I blame Hamish Brown. Years ago, when Hamish's Mountain Walk came out, Munrobaggers were a rare and ridiculed breed: bearded, bespectacled oddballs, trainspotters who got their ticks from cairns instead of railway platforms. Hamish broke that stereotype and the SMC guides, Muriel Grey, etc, rode the subsequent Munro wave. Nowadays, Munrobagging is mainstream. Normal, good looking people who deodorise bag Munros. Partly this is because of the improvement in the appearance and comfort of outdoor clothing. Largely it is because of the greater convenience and speed of modern cars and roads. But mainly it is because of the great increase in knowledge around the Munros, the landscape and process demystified, taken apart, analysed, and put back together again with an obvious path made from thousands of footfalls and magazines and popular websites (some with GPS tracks!) devoted to the subject. Munros mean £££s.
But if you want to write a book about the Munros, then I'm afraid you are too late to get in on a good thing at the ground floor. The golden age of expansion is over and only the glossiness of guidebooks remains to be improved.
So, given that the Munros are gone, what else remains? I thought that The Weekend Fix might hit a new readership gagging for fresh material about the Marilyns: but it seems that the Marilyns remain a niche interest, lacking in baggers, still awaiting their HM Brown or A Wainwright.
I fell into conversation on this subject recently with a keen hillwalker who wants to write a book about her travels by bike from Glasgow to China. Well written travelogues are always in vogue, especially if she has some interesting pictures of foreign lands. But Bill Bryson apart, I can't think of any that are big sellers.

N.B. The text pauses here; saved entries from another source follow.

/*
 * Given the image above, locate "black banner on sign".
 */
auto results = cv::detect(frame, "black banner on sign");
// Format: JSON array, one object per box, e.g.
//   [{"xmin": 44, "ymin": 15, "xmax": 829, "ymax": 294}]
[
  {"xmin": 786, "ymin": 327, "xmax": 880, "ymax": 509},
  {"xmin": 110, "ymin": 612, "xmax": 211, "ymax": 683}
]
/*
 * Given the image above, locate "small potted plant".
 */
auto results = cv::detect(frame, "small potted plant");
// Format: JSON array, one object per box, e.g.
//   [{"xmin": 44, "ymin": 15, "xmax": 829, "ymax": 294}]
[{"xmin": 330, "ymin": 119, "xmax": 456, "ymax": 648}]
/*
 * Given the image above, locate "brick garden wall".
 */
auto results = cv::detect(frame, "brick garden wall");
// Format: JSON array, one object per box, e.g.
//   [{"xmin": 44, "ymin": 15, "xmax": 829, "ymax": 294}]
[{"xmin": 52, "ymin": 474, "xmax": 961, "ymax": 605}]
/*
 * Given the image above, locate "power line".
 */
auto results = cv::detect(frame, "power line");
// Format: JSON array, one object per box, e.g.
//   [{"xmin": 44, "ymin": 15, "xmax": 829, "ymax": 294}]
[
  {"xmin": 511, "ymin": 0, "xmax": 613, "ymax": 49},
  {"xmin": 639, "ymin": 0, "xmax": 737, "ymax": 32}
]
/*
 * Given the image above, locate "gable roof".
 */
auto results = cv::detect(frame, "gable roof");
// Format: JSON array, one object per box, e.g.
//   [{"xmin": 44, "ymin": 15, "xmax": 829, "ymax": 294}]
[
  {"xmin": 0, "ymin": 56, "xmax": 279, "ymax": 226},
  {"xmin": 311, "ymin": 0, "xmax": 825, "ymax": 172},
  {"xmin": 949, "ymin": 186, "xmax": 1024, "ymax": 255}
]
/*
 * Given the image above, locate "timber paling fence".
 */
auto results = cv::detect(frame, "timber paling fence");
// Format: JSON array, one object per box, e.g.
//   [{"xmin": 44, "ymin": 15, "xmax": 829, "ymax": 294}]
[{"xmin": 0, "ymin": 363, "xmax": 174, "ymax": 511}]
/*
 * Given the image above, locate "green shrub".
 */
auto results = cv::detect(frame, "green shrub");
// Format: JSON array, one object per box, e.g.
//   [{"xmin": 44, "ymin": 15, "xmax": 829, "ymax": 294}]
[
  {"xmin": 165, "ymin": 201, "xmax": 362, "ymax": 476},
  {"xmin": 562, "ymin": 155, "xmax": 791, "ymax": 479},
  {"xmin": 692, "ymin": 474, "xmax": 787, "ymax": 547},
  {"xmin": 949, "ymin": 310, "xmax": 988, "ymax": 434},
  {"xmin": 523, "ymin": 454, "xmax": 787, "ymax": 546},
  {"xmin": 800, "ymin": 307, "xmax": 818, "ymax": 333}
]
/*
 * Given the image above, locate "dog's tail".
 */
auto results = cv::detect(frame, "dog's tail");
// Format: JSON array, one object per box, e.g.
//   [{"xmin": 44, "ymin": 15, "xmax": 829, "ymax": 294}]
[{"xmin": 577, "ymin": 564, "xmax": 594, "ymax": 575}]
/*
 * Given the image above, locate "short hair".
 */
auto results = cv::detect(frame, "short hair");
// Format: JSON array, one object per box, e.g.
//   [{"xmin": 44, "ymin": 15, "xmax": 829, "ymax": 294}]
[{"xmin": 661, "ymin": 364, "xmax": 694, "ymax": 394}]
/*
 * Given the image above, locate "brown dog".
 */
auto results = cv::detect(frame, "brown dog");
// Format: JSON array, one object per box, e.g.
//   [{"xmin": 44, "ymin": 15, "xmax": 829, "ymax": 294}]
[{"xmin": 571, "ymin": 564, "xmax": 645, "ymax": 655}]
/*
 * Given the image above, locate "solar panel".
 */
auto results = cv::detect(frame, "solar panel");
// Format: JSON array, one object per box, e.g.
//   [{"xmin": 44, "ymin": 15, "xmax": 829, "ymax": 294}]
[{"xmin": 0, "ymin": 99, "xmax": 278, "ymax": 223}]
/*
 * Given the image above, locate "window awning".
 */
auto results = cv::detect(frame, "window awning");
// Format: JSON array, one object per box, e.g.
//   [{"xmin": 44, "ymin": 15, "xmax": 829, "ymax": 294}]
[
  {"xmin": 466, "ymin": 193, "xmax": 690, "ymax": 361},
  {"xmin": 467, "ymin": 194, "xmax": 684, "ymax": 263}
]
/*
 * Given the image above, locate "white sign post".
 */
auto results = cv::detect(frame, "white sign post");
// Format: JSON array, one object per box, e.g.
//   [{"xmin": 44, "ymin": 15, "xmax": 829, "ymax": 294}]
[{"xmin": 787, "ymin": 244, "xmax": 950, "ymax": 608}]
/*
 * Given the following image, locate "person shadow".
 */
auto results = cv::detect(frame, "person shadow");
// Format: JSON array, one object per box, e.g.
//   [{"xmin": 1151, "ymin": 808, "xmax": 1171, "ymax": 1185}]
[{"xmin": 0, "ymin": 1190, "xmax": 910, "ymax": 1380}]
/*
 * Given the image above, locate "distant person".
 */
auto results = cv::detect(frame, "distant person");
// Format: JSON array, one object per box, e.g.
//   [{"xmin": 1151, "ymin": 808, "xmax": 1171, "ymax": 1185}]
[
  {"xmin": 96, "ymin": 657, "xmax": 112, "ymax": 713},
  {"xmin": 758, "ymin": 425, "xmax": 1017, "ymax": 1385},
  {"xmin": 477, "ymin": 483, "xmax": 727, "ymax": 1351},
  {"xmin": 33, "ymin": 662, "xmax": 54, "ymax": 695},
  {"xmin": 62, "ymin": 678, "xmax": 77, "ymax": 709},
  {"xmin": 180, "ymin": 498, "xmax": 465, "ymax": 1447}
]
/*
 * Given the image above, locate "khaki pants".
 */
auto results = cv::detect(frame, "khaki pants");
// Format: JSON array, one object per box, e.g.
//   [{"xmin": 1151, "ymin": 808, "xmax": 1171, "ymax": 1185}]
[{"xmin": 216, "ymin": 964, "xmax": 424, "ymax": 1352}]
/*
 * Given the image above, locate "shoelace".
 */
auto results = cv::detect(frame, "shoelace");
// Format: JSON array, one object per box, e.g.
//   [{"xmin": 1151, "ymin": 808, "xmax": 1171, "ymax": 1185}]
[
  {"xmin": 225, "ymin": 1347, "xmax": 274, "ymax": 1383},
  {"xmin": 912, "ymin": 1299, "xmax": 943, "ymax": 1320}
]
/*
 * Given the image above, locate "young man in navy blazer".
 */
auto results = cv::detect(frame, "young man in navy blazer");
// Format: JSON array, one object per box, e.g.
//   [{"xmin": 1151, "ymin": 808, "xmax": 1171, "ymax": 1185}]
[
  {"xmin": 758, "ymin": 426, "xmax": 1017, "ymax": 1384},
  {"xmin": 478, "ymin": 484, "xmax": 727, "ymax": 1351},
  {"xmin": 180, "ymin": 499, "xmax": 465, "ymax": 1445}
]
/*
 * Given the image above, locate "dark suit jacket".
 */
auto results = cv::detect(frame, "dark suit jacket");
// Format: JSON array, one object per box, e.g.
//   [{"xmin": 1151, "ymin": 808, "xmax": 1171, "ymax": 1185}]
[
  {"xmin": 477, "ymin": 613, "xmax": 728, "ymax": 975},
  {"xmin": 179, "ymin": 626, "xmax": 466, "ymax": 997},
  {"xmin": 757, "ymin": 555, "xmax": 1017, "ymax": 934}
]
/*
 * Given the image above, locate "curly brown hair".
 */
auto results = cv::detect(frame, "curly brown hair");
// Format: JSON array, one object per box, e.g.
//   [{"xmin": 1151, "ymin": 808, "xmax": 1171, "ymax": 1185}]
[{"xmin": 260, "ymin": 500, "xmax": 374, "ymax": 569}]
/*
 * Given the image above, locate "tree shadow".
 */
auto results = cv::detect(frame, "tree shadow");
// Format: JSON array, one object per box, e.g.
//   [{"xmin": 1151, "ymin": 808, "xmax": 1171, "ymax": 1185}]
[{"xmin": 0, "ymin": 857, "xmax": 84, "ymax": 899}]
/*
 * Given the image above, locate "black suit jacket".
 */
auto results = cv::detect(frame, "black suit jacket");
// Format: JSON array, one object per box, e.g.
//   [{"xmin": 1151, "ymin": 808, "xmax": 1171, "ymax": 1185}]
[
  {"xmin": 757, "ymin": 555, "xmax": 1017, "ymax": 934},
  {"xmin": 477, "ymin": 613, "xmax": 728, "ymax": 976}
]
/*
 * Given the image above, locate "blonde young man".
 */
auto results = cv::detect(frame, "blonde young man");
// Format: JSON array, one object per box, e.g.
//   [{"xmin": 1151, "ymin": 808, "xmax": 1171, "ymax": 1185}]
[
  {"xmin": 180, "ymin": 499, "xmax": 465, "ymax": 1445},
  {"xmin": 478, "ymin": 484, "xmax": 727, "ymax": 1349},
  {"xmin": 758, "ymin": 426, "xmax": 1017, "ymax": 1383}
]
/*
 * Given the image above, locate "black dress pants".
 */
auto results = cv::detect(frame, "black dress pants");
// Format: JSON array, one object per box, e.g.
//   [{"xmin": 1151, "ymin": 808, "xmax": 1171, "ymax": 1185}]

What was needed, another man announced, was for someone to write about the new Doing the Munros. But what would that be? I predicted that, with the likes of the Caledonian Canal being promoted as a canoe route, the varied and interesting coasts, and the rise in the number of experienced hillwalkers looking for a new challenge, that it would most likely be kayaking that takes off in the next few years. He, in contrast, reckoned that wild swimming was going to be the big up and coming thing, and the first person to write a proper guidebook to wild swimming spots in the Highlands would do well. (Mountain biking is already with us of course, but unless someone escapes the confines of the laid out trails like Glentress or Seven Stanes it is going to be pretty dull to read about.) So what do you reckon is going to be the new Doing the Munros? Canoeing? Swimming? Mountain biking? Something else??